Local group builds medical units for Haiti

HOUSTON From the outside it's just an old 40-foot shipping container, but step inside and it becomes a whole lot more.

"This is a typical medical unit," said Jonathan Stokely of the Christian Alliance. "There's bandages, sutures, gloves, masks."

Everything you need for a mobile medical clinic.

"They need all that we can give them and then some," Stokely said.

Pearland-based Christian Alliance for Humanitarian Aid is racing to finish seven mobile clinics to ship to Haiti.

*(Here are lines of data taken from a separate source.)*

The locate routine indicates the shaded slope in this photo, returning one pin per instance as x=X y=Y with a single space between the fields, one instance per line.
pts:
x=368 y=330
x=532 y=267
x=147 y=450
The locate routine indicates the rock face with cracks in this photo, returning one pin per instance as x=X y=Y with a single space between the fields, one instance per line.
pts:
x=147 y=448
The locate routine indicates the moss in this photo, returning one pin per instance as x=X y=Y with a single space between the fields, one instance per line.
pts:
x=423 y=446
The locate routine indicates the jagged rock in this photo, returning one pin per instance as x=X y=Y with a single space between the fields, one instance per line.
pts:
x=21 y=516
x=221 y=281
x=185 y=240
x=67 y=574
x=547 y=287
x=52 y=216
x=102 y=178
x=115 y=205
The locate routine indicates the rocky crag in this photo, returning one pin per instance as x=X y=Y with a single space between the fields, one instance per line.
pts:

"When something as devastating as the earthquake, we rally we organize and we get busy," said Stokely.

They have one already there, just north of Port-au-Prince.

"We got a phone call yesterday and it's being utilized now," Stokely said.

But with no functioning hospitals in the capital city, the country is in dire need of more.

"We're doing the best we can to give them all the medical stuff we have," said Stokely.

The non-profit now in its 12th year has made and sent the clinics all around the world.

One is a virtual doctor's office complete with a generator, sink, air conditioner, exam rooms, and medical supplies. Local churches build them out. Cokesbury United Methodist Church in southeast Houston just finished this one.

"It was finished just in time, ready to go and it will be deployed as soon as possible," said Pastor Bill Newcomb of Cokesbury United Methodist Church.

Once in Haiti, the clinic can accommodate 80 to 100 people a day. Mission teams already there will take ownership, but getting the clinics on the island is still a problem that hasn't been solved. Although the group is confident someone will be moved to step up.

"We're doing what we're called to do and relying on a higher power to do it," Stokely said.

It's true in past disasters, they haven't always had a specific plan but somehow the clinics get there. They believe god makes it happen. They have reached out to a few large corporations here in Houston asking for a supply boat or a barge to send to Haiti. They plan to ship the seven medical clinics as well as 15 containers full of water and other supplies.